Director Matthew Vaughn’s basic method is to take the subtext from Bond and Bourne and make it the text. James Bond is a secret agent who dresses well. Harry Hart (Colin Firth) is literally a tailor who moonlights as a secret agent. Bond fights for queen and country, which is to say, wealth and empire. Merlin (Mark Strong) and Eggy (Taron Egerton) serve only pure capitalism. With their impeccable suits and high-tech assault umbrellas, they are the personifications of consumption. Pro patria is now keep shopping.

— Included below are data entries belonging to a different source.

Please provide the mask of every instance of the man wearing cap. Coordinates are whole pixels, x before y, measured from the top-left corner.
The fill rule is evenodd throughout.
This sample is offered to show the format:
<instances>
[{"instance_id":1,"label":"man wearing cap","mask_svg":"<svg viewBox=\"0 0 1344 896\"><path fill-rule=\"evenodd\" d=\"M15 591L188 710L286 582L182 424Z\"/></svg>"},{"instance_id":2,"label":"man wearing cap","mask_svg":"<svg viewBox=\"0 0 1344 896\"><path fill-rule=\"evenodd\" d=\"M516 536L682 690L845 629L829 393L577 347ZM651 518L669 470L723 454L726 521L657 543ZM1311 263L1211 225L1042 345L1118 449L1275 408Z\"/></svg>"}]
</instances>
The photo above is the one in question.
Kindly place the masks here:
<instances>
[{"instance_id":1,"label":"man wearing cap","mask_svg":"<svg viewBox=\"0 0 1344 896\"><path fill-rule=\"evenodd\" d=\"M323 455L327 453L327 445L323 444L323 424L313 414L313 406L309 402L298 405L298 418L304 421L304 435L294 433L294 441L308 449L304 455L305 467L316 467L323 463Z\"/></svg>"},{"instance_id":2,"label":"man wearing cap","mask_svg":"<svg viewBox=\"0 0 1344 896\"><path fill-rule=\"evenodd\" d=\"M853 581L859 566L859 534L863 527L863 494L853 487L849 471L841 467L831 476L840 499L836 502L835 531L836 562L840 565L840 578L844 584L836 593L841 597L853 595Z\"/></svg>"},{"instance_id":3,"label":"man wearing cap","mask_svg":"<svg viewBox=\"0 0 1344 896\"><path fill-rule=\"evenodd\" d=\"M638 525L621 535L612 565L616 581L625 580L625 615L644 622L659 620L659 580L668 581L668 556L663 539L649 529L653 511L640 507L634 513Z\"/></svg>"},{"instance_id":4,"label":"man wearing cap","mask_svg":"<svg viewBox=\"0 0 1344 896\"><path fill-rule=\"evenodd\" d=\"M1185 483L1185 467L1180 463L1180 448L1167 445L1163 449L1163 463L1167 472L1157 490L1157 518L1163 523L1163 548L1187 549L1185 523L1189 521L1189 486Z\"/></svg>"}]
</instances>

The familiarity continues with the plot, which starts with Mission Impossible before spinning off into supervillain stupid. Eggy, who inherited the code name Galahad after his mentor Harry took Samuel L. Jackson’s bullet in his face in the first movie, is leaving work after a tough day of tactical tailoring when he’s confronted by a gun-wielding cyborg named Charlie (Edward Holcroft), who has a Kingsman-sized chip on his cybernetic shoulder. After a thoroughly ridiculous black cab chase that ends with a riff on Roger Moore’s submarine supercar from The Spy Who Loved Me, what looks like an easy Kingsman victory turns into catastrophe. Left to its own devices, Charlie’s severed cybernetic arm hacks the cab’s computer and transmits the names of all the Kingsman agents to Poppy Adams (Julianne Moore). She’s the mother of all drug lords who lives in exile in a faux ’50s small town she’s constructed for herself in the jungle. Also, she’s holding Elton John hostage for some reason.

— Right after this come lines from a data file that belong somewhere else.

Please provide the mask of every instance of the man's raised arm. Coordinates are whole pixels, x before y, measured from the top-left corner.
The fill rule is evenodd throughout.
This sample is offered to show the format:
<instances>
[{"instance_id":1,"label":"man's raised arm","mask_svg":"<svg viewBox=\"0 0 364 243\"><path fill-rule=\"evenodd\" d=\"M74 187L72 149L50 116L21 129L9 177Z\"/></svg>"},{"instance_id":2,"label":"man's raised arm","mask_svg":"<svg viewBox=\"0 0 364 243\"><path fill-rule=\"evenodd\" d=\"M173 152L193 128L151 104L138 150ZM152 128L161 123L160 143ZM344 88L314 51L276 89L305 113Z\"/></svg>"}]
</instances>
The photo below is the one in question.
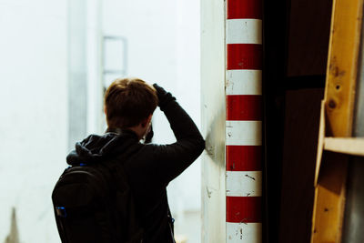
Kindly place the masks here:
<instances>
[{"instance_id":1,"label":"man's raised arm","mask_svg":"<svg viewBox=\"0 0 364 243\"><path fill-rule=\"evenodd\" d=\"M205 141L191 117L176 101L176 98L157 84L158 106L169 121L177 142L158 145L155 158L158 164L158 177L168 183L194 162L205 148Z\"/></svg>"}]
</instances>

Poppy kills all of the Kingsmen except Merlin and Galahad, forcing them to swallow their pride and seek help from their American counterparts. The Statesmen, whose front-line troops include Agent Tequila (Channing Tatum) and Agent Whiskey (Pedro Pascal), who bears a striking resemblance to Smokey and the Bandit-era Burt Reynolds, are fronted and financed by a Kentucky whiskey distillery. Naturally, they are appalled when Poppy reveals her master plan to blackmail the countries of the world into legalizing all drugs, because they’re afraid she will cut into their profits. The inherent contradiction in Poppy’s plan to legalize drugs by poisoning drugs is immediately exploited by the President of the United States (Bruce Greenwood), but the Kingsmen and Statesmen fight her anyway.

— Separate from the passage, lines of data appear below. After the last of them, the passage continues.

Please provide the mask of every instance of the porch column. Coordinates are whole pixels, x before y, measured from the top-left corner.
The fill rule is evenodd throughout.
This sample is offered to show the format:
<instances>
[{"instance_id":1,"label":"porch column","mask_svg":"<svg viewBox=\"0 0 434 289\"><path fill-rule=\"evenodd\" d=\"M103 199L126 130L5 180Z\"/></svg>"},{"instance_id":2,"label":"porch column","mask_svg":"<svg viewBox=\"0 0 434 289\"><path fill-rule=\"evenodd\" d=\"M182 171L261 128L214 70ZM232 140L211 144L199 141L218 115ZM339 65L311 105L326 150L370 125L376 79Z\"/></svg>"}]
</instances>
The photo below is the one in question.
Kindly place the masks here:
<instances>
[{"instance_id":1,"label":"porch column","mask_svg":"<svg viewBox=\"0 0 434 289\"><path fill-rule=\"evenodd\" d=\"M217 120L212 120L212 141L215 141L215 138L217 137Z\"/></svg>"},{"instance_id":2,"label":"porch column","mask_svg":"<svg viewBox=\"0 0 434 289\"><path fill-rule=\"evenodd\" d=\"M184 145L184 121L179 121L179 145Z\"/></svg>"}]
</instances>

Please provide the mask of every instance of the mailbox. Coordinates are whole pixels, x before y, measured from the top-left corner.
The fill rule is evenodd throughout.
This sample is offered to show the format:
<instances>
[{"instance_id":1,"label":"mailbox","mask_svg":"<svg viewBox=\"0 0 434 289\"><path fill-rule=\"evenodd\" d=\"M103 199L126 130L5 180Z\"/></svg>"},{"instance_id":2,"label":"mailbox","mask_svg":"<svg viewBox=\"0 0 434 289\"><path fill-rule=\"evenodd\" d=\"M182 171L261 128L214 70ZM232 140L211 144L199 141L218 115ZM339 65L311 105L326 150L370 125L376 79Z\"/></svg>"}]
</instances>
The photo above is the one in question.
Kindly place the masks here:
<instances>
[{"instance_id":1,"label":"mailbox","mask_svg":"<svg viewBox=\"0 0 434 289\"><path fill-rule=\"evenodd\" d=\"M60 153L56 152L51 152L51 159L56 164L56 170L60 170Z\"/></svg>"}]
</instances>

Taron Egerton (left) and Mark Strong star in Kingsmen: The Golden Circle.

To be fair, Poppy’s plan isn’t really much stupider than, say, Drax from Moonraker‘s scheme to take over the world by killing everyone in it with an orbital poison gas bombardment. And for all their over-the-top competence, the Kingsmen aren’t that bright, either. Watching two well-dressed gangs of idiots fight with high-tech gadgets and wallow around in 1970s Bond tropes should be a lot more fun than this. This mutated lad mag of a film wants to be suave, polished, and witty, but is really loud, boorish, and impressed with its own cleverness while insisting you laugh at its dad jokes. I’d say they’ve captured the zeitgeist just fine.